Funeral Games

I foresee great contests at my funeral games.
Alexander the Great

Funeral Games is the final book in Mary Renault's Alexander trilogy. While Alexander himself appears only briefly at the beginning of the story, his presence hangs over it and his death acts as the catalyst for the events of the novel.

The king is dead. Having conquered Persia and beyond, Alexander falls ill and dies while in Babylon, the capital of his new empire. Having left no heir and no instructions for a regent, his deaths sparks a succession crisis which swiftly engulfs the Macedonian Empire. With everyone staking their claim for the throne or the regency, Greece and Persia are torn asunder by in-fighting and political scheming. When the dust settles, many are dead, and the empire is irreversibly fractured into several warring factions. It took Alexander seven years to carve out his empire; it would collapse in as many years.

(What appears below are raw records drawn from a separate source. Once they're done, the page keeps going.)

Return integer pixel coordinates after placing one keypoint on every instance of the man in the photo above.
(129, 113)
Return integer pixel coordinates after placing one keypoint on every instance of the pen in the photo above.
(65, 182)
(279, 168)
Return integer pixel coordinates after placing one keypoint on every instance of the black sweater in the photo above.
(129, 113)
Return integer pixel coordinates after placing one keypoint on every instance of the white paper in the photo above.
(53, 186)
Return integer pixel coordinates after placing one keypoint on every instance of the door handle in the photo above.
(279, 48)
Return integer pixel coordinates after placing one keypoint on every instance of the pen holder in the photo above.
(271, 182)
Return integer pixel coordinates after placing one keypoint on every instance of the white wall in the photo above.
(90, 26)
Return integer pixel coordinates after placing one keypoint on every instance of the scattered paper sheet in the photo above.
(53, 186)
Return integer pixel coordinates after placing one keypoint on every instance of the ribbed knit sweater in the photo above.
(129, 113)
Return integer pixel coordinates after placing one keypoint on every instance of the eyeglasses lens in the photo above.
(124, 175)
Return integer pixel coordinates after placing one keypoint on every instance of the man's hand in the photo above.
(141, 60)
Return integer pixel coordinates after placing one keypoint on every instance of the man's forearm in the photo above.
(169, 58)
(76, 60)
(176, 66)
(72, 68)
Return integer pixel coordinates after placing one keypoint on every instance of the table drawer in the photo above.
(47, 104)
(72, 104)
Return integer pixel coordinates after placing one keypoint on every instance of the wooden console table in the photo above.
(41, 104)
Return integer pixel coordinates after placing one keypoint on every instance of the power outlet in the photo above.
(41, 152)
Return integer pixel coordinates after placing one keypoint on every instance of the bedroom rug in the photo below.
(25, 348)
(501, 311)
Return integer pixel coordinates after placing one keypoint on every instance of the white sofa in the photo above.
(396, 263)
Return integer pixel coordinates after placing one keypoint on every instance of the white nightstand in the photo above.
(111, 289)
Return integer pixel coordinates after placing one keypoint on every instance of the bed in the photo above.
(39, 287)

Tropes used in Funeral Games include:

Warning: Spoilers Ahead...

  • Big Bad: Although he doesn't emerge until the third act, Kassandros is the closest thing to a villain in the novel.
  • Chronic Backstabbing Disorder: Everyone.
  • Defector From Decadence: Ptolemy chooses to eschew from making a bid for supreme power, allowing him to keep his hands clean while the rest of Alexander's generals start kicking dogs.
  • The Empire: Macedon has become this by the time of Alexander's death, although it eventually Balkanises by the end of the story.
  • God Save Us From the Queen: Having seized control of Macedon, Olympias precedes to wipe out the Antipatrids, causing her popularity to swiftly decline.
  • Karmic Death: Roxanne and her son, Alexander IV, are poisoned in an identical way to how Roxanne murdered Stateira.
  • Kick the Dog: Anyone significantly involved in the succession crisis has at least one moment like this.
  • Kill'Em All: Suffice to say, by the end of the story, almost all of the main characters are dead, and only a few by natural causes.
  • Murder the Hypotenuse: Shortly after Alexander's death, Roxanne has Stateira - his other wife - poisoned, along with her sister.
  • Shaming the Mob: Olympias pulls this off when she shames the soldiers sent by Kassandros to execute her by confronting them in her regal dress. Unfortunately, this doesn't work as well when she is later confronted by a mob of the families of her victims...
  • Succession Crisis: The central issue of the entire story is finding a successor to Alexander, who has left no designated heir. Had he done so, much bloodshed and conflict could have been avoided.
  • We Could Have Avoided All This: Several characters lament that, if Alexander had simply conceived a child before he left for Asia, the child would be grown-up by the time he died and the succession would have passed on smoothly, preserving the Macedonian Empire and preventing all the political feuding.